Two weeks later, the National Petroleum Agency said the seepage was under control. But in March, oil again started leaking and Chevron voluntarily suspended production in the field.
“Two environmental accidents in the space of just four months and the lack of equipment needed to identify the origin of the leaks and contain them, shows that the two companies do not have the conditions necessary to operate the wells in an environmentally safe manner,” Judge Ricardo Perlingeiro said in his ruling.
Chevron said in an emailed statement it planned to appeal the court’s decision.
“Chevron Brasil is confident that at all times it acted diligently and appropriately,” the statement said, adding that the company’s “response to the incident was implemented according to the law, industry standards and in a timely manner. The source of the leak was contained in four days”.

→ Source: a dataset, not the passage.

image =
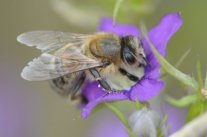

Transocean said in a statement: “We maintain that this case is without merit and reiterate that Transocean crews acted responsibly and quickly, following the highest industry standards.”
Petroleum agency head Magda Chambriard said last month that the November spill involved about 25 safety infractions for which Chevron will be fined up to 50 million reals, or about $25m, the maximum allowed under Brazilian law.
Chevron has said that it underestimated the pressure in an underwater reservoir, causing crude oil to rush up a bore hole and eventually escape into the surrounding seabed about 370km off Rio de Janeiro’s coast.
The oil seeped from at least seven narrow fissures on the ocean floor, all within 50 metres of the wellhead. No oil reached Brazilian shores.
According to the petroleum agency, Chevron “was not able to correctly interpret the geology and local fluid dynamics” of the reservoir when the leak occurred. It blamed Chevron’s water-injection practices for the reservoir pressure.
Earlier this year, Brazilian authorities banned Chevron from any new drilling or water-injection activities at working wells in the country.
In April, a Brazilian prosecutor filed an $11bn lawsuit against Chevron and Switzerland-based Transocean for both the leak in November and the one in March, alleging they caused environmental damage.
Prosecutors also asked that Chevron be temporarily prohibited from sending any profits made in Brazil outside the country.
A month before that lawsuit, federal prosecutors filed criminal charges against 17 Chevron and Transocean executives accusing them of environmental crimes, of misleading the petroleum agency about safety plans and of not providing accurate information after the spill.
The charges carry a maximum penalty of 31 years in prison.
Judges must still decide if the cases will go to trial, which would be a lengthy process given the number of defendants, the case’s complexity and the Brazilian legal system’s room for numerous appeals.